I got it. I did. My father had a million things on his plate. However, that didn’t lessen the sting of our once-close relationship being handled by a third-party. I missed my dad. He never would have discounted my fear of the stalker.
I had no clue how long I laid in the dark, trying my best to fall asleep and end the pounding in my head. At some point, I must have drifted off, because I woke to the dulcet sounds of Gunnar screaming. Moving slowly, I forced myself upright and made my way down the hall.
It took my migraine-addled brain a moment to realize something was wrong, and another to figure out what it was.
My heart leapt into my throat.
Gunnar’s bedroom window was open, and the nightlight illuminated muddy footprints on the pale blue rug beside his crib.
Someone was in my house.
A reporter? The stalker? Oh God...
Every horrid word he’d ever written to me flashed through my mind. The threats, the promises, the twisted professions of love.
Scooping Gunnar into my arms, I whispered, “Shhh, it’s okay.”
He continued to wail.
I had to get to safety, but how?
I had two choices—climb out the window and risk falling and hurting Gunnar, or go back the way I’d come and possibly run into the intruder. I couldn’t hear myself think over the crying child, and that posed an entirely different problem. Gunnar was like a human air horn. The stalker could easily follow the wailing baby.

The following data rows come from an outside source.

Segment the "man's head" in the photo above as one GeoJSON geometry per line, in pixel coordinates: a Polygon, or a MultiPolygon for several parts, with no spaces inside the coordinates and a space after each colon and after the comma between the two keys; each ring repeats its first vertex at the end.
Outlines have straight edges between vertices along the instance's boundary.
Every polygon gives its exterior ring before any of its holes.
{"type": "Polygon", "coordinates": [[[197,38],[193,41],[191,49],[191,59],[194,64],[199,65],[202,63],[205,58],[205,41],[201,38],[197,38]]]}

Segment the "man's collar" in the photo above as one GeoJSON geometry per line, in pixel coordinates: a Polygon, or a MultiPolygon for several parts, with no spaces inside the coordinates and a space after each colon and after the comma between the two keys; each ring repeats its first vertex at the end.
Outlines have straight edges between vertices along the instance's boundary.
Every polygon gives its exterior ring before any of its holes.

Gathering my courage, I threw a quilt over his head, tucked it in around him, and pressed him against my chest. One hand on the window frame, I eased my legs over the sill, jumped, and royally screwed up my landing. My ankle bent at an angle that sent a jolt of pain from my toes to my right thigh. Tightening my grip on Gunnar, I went down hard, but managed to twist my upper body and avoid crushing him. Without my hands to break my fall, my shoulder took the brunt of the damage.
Gunnar’s screams ratcheted up from distress to all out terror, high and shrill.
The silhouette of a man—a large, terrifying man—stared down at us from the window.